Research

Machine Learning Applied to Coma Neuroscience

We use state-of-the-art machine learning methods leveraging multimodal healthcare data with the goal to improve prediction, diagnosis, and prognostication in acute neurological emergencies. We are developing methods that can integrate time-series data (EEG, EKG, blood pressure, intracranial physiology) with electronic health record data and neuroimaging studies to uncover new insights about the mechanisms of neurological recovery after acute brain injury that can support clinical decision-making.

Convolutional neural networks can help decode which features from individual EEG snapshots are most relevant for predictions. We string together the CNN data using long short-term neural networks to capture the longitudinal evolution of EEG data during consciousness recovery from coma after acute brain injury with the goal of providing real-time brain injury severity predictions (MRI: purple indicates more severe injury).

Quantitative Brain Imaging Models

We utilize quantitative structural brain MR imaging techniques to identify patients more likely to recover consciousness from traumatic or non-traumatic coma as well as post-traumatic epilepsy. We collaborate very closely with UCSF radiology, neurology, and neurosurgery teams at ZSFG and UCSF Medical Center in developing protocols and performing quantitative analysis of high-resolution data.

MRI representing the brain regions most commonly injured after cardiac arrest. Areas colored in yellow indicate more severely injured areas (data from 50 patients undergoing MRI - diffusion-weighted imaging). Collaboration with J. Talbott, MD, Ph.D., Shital Gandhi, MD, and Evan Calabrese, MD, Ph.D. (UCSF Radiology).

Automated parcellation of brain structures allows for rapid and unbiased quantification of brain injury.

Brain Injury pattern after cardiac arrest for patients with poor (A) and good (B) outcome

Coma & Critical Care Neurophysiology (Arrest, TBI, and Stroke)

We employ invasive and non-invasive brain monitoring for critically ill patients with coma, cardiac arrest, traumatic brain injury, stroke, epilepsy, or those at risk for neurological deterioration. We focus on continuous EEG monitoring modeling as well as combining scalp EEG data analysis with intracranial EEG (ECoG), cerebral blood flow, brain oxygenation, and intracranial pressure trends. Our group also has experience delivering auditory task experiments in comatose subjects in the critical care environment to identify if neural responses to these tasks predict the likelihood of consciousness recovery.

Neural State Dynamics Predict Acute Coma Recovery

t-SNE map of more than 50,000 hours of EEG data for 1,038 comatose cardiac arrest patients: different EEG signatures are associated with various degrees of brain edema severity on MRI. Each dot represents 6h of EEG data and the distance between dots indicates how different the EEG data within every 6 hours are from each other. The limited overlap between clusters indicates that there are well-defined EEG phenotypes (each color represents an EEG phenotype).
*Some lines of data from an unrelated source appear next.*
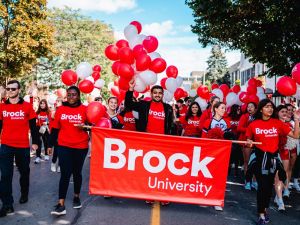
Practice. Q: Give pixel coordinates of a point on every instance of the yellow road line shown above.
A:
(155, 214)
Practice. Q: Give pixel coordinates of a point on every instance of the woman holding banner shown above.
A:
(267, 130)
(72, 146)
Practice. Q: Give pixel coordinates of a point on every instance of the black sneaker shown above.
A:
(59, 210)
(23, 199)
(76, 203)
(6, 210)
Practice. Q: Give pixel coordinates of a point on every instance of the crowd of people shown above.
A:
(268, 166)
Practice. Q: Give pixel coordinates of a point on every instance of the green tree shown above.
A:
(217, 64)
(267, 31)
(25, 35)
(78, 38)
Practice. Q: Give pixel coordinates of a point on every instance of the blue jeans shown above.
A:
(22, 159)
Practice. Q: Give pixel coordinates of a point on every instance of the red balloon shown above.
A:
(296, 73)
(142, 62)
(236, 89)
(251, 90)
(203, 92)
(163, 82)
(104, 123)
(86, 86)
(150, 43)
(69, 77)
(138, 50)
(123, 84)
(125, 71)
(178, 94)
(252, 82)
(286, 86)
(111, 52)
(158, 65)
(138, 25)
(225, 89)
(115, 67)
(243, 97)
(96, 75)
(172, 71)
(126, 55)
(122, 43)
(94, 111)
(97, 68)
(214, 86)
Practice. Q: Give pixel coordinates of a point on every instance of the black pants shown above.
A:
(71, 162)
(22, 159)
(267, 164)
(42, 138)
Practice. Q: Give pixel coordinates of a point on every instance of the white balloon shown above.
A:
(130, 31)
(90, 78)
(140, 86)
(99, 83)
(154, 55)
(218, 92)
(202, 103)
(192, 93)
(171, 84)
(52, 99)
(148, 77)
(231, 99)
(179, 81)
(84, 69)
(168, 96)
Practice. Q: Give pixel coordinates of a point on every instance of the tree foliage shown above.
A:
(25, 35)
(217, 64)
(268, 31)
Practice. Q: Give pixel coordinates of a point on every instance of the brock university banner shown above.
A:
(158, 167)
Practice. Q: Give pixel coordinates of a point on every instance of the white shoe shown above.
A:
(53, 167)
(37, 160)
(218, 208)
(296, 185)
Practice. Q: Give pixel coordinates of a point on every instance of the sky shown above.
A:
(168, 20)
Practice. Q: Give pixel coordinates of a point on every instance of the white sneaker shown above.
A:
(37, 160)
(218, 208)
(53, 167)
(296, 185)
(286, 193)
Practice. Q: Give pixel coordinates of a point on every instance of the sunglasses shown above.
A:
(11, 89)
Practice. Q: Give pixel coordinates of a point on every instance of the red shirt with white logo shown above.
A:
(267, 132)
(70, 135)
(156, 118)
(15, 127)
(128, 121)
(192, 126)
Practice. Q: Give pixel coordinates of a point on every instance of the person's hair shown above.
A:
(157, 87)
(47, 110)
(217, 106)
(261, 104)
(189, 113)
(234, 112)
(14, 82)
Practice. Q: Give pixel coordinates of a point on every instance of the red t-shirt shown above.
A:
(267, 132)
(15, 127)
(192, 126)
(156, 118)
(128, 121)
(69, 135)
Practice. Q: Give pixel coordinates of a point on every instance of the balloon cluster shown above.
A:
(89, 75)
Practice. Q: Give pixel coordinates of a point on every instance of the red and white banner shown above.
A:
(158, 167)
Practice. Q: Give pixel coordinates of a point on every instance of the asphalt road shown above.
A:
(240, 206)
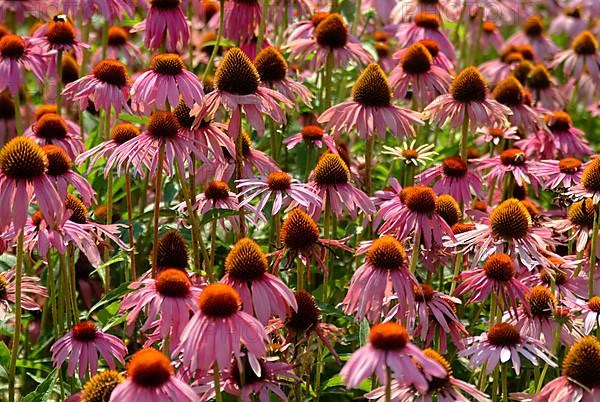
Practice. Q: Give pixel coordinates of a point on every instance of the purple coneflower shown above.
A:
(467, 100)
(413, 211)
(417, 72)
(453, 177)
(60, 171)
(579, 381)
(162, 131)
(237, 87)
(330, 181)
(583, 56)
(331, 40)
(23, 174)
(425, 26)
(370, 111)
(120, 47)
(150, 377)
(533, 34)
(563, 173)
(107, 87)
(51, 129)
(509, 231)
(384, 273)
(495, 277)
(389, 348)
(568, 140)
(503, 343)
(16, 54)
(30, 290)
(443, 389)
(510, 93)
(272, 69)
(262, 294)
(165, 21)
(282, 187)
(167, 300)
(166, 81)
(81, 346)
(215, 331)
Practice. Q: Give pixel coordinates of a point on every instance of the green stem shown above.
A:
(59, 82)
(263, 25)
(17, 334)
(217, 41)
(594, 250)
(414, 258)
(464, 142)
(130, 225)
(158, 188)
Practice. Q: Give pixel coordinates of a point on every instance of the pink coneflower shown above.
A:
(272, 69)
(370, 111)
(438, 318)
(210, 134)
(59, 170)
(503, 343)
(262, 294)
(17, 54)
(305, 322)
(384, 273)
(120, 47)
(281, 187)
(413, 211)
(167, 300)
(236, 88)
(495, 277)
(162, 130)
(166, 81)
(510, 93)
(241, 19)
(120, 134)
(416, 72)
(443, 389)
(541, 320)
(453, 177)
(467, 100)
(246, 384)
(545, 88)
(495, 134)
(579, 381)
(150, 377)
(569, 22)
(533, 34)
(30, 291)
(563, 173)
(389, 348)
(509, 231)
(81, 346)
(583, 56)
(312, 135)
(590, 182)
(512, 162)
(301, 239)
(165, 21)
(331, 37)
(107, 87)
(331, 182)
(23, 174)
(425, 26)
(215, 331)
(568, 140)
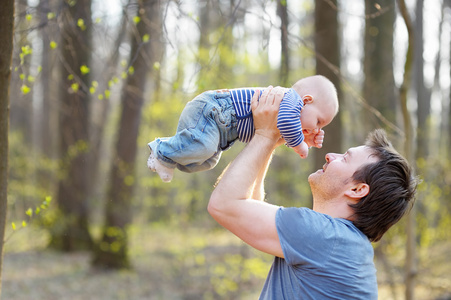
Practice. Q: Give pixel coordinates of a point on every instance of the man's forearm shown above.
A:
(244, 178)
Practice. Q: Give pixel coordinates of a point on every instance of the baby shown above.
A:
(214, 120)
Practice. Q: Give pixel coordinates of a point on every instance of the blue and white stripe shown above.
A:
(288, 120)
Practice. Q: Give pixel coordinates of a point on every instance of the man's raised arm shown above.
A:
(231, 203)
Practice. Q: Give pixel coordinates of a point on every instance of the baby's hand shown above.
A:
(315, 139)
(301, 149)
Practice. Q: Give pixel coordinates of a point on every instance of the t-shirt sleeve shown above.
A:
(306, 236)
(288, 119)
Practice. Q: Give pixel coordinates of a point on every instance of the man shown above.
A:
(324, 253)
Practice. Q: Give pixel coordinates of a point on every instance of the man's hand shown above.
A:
(265, 112)
(315, 139)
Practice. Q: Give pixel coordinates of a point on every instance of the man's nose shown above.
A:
(330, 156)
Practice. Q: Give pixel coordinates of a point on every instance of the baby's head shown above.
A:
(320, 102)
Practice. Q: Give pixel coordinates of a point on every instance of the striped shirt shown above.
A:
(288, 120)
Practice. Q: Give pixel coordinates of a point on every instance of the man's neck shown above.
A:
(334, 208)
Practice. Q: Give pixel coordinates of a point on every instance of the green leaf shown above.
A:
(84, 70)
(25, 89)
(29, 212)
(74, 86)
(81, 24)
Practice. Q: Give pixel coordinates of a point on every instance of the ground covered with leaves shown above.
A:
(177, 263)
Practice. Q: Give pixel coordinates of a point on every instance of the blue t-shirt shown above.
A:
(325, 258)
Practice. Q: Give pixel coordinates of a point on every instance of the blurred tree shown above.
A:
(112, 251)
(21, 95)
(282, 12)
(71, 233)
(6, 49)
(409, 153)
(46, 114)
(379, 83)
(423, 94)
(101, 108)
(327, 48)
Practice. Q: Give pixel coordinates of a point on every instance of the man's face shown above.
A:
(336, 175)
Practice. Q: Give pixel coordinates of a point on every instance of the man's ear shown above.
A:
(307, 99)
(358, 191)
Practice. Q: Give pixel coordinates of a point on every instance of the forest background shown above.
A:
(93, 81)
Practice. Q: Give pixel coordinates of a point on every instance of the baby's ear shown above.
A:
(307, 99)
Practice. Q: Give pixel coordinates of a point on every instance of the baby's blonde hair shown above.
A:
(319, 86)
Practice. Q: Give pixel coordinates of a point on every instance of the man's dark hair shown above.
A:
(392, 188)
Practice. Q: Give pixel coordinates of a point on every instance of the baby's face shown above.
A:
(316, 115)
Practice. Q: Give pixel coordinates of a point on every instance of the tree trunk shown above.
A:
(21, 95)
(379, 83)
(72, 231)
(112, 251)
(423, 95)
(327, 48)
(6, 49)
(411, 264)
(282, 12)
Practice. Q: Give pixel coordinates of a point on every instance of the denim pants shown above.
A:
(207, 126)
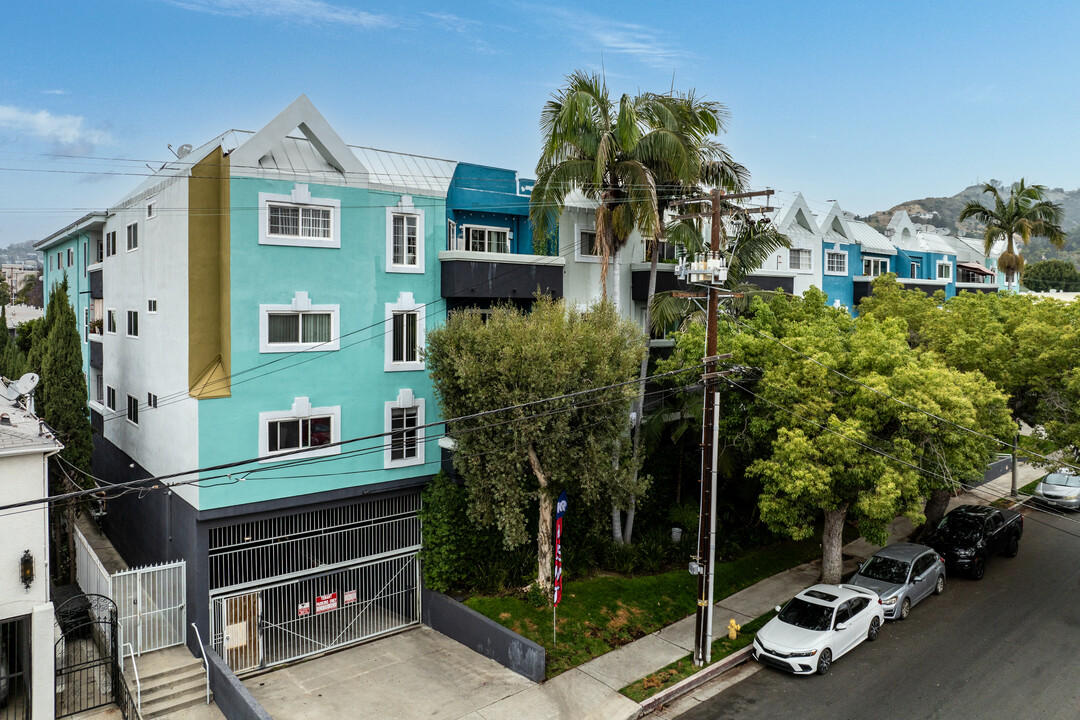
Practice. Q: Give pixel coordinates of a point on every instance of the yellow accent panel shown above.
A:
(214, 382)
(208, 316)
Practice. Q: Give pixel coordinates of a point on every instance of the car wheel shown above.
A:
(824, 661)
(1013, 546)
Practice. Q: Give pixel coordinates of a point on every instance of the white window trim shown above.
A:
(405, 206)
(127, 410)
(809, 268)
(405, 303)
(301, 409)
(127, 325)
(300, 303)
(836, 272)
(300, 197)
(486, 229)
(127, 232)
(578, 255)
(405, 399)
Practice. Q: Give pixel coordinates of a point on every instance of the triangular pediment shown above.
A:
(299, 116)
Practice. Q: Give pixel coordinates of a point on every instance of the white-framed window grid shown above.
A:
(299, 326)
(133, 410)
(405, 236)
(836, 262)
(302, 431)
(404, 419)
(299, 219)
(799, 258)
(405, 335)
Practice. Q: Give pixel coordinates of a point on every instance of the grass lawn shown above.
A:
(601, 613)
(683, 668)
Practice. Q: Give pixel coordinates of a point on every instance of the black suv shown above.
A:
(970, 534)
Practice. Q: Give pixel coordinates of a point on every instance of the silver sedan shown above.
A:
(902, 574)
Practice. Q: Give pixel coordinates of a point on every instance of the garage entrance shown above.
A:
(340, 575)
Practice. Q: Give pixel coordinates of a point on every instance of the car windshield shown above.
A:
(1063, 479)
(959, 527)
(808, 615)
(886, 569)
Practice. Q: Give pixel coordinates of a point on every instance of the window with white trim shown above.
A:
(404, 421)
(405, 335)
(481, 239)
(836, 262)
(298, 326)
(875, 267)
(405, 236)
(133, 410)
(301, 428)
(299, 219)
(799, 259)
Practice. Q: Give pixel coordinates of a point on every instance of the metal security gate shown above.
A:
(152, 606)
(88, 670)
(292, 620)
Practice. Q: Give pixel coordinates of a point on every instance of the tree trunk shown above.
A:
(832, 545)
(543, 525)
(936, 504)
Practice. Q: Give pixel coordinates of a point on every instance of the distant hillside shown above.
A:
(944, 212)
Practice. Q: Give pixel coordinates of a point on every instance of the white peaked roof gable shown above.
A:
(300, 114)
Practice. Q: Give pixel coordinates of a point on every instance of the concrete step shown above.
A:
(174, 689)
(165, 706)
(166, 674)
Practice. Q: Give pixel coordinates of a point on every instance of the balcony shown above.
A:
(474, 275)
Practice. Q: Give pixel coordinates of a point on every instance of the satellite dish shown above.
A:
(26, 384)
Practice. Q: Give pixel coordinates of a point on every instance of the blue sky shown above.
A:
(866, 103)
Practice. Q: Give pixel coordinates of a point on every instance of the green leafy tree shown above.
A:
(1051, 274)
(530, 453)
(1024, 215)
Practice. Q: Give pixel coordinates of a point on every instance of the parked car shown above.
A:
(1060, 490)
(970, 534)
(902, 574)
(818, 626)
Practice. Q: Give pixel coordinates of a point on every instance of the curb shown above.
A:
(696, 680)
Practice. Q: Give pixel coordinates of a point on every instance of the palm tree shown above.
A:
(1026, 214)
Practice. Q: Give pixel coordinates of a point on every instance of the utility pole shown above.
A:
(711, 270)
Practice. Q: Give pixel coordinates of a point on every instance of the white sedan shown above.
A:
(817, 626)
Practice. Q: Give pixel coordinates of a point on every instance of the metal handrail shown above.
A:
(205, 663)
(138, 684)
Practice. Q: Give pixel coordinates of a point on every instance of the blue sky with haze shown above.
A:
(867, 103)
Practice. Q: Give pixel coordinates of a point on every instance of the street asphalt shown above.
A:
(1004, 647)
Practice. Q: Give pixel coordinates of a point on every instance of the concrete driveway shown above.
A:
(415, 674)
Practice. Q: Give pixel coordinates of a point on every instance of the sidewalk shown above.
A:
(591, 691)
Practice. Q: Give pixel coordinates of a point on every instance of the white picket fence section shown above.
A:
(151, 600)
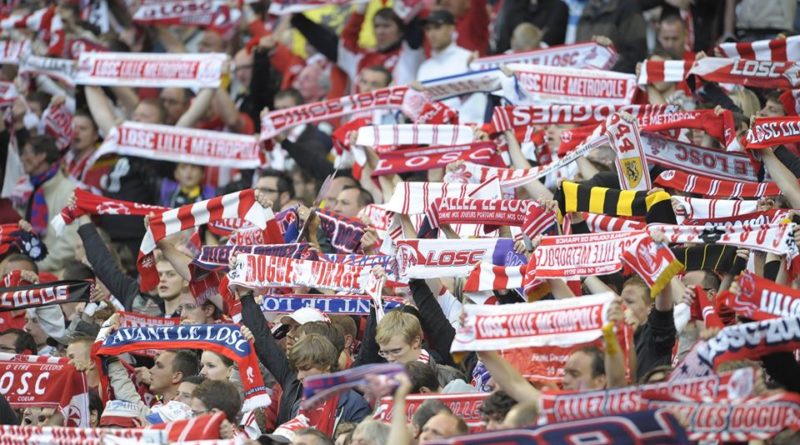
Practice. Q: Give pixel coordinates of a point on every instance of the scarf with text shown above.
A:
(655, 207)
(567, 406)
(428, 158)
(763, 299)
(150, 69)
(579, 55)
(771, 131)
(407, 100)
(46, 382)
(543, 323)
(411, 198)
(45, 22)
(216, 258)
(225, 340)
(261, 271)
(715, 188)
(652, 261)
(62, 70)
(14, 238)
(754, 418)
(44, 294)
(782, 49)
(413, 134)
(343, 233)
(190, 145)
(338, 304)
(464, 405)
(436, 258)
(321, 387)
(87, 203)
(534, 84)
(233, 205)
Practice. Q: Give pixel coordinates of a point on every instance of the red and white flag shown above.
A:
(150, 69)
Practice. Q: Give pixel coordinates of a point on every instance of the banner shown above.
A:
(158, 70)
(189, 145)
(45, 382)
(543, 323)
(579, 55)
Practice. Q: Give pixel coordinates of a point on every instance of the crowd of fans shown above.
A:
(329, 198)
Coma recovery likelihood varies across phenotypes and patient transitions between phenotypes are predictive of coma recovery.

Chord diagrams demonstrating longitudinal neural state transitions for 1,038 acutely comatose cardiac arrest patients (EEG based). Transition dynamics in the first 84h after cardiac arrest varies between patients recovering from a coma (left) and those with poor neurological outcomes (right). Patients who recover from coma are primarily stationary on higher entropy states, but the transition to and from seizure (green and orange) and burst suppression (blue) states can be observed in specific time windows. The raw EEG and spectrogram shown are representative of a high entropy state (left) and burst suppression and seizure state (right).

Spreading Depolarizations in Traumatic Brain Injury

Traumatic brain injury can trigger spreading depolarizations (three spreading depression events are shown above traveling across five intracranial electrodes). This is a massive neurophysiology phenomenon with ultra-slow brain waves that are associated with worse outcomes and are likely a source of secondary injury to the brain. These waveforms can only be recorded with invasive brain monitors and special amplifiers.

Detecting Responses to Sound and Music In Comatose Patients

**Neural processing of auditory responses to novel stimuli** (red) versus deviant (blue) and standard (gray) sounds in an epilepsy patient with multiple intracranial depth electrodes placed. The data shown represent electrodes targeting the left superior temporal gyrus (LAT). The brain tends to have a more pronounced response, i.e. higher amplitude, to salient complex sounds (e.g. telephone ringing) than low complexity tones (e.g. white noise). These higher-order neural responses can also be identified in non-invasive surface EEG for patients in a coma who recover consciousness.

Tackling Disparities in Neurological Care

Severe acute brain injury often affects the most vulnerable populations in our society. We strive to design and implement equity-relevant and inclusive research that will advance the care of all patients we serve. We are specifically evaluating the effects of cardiac arrest related to substance use related overdose with the goal of identifying best practices for accelerating neurological recovery after cardiac arrest.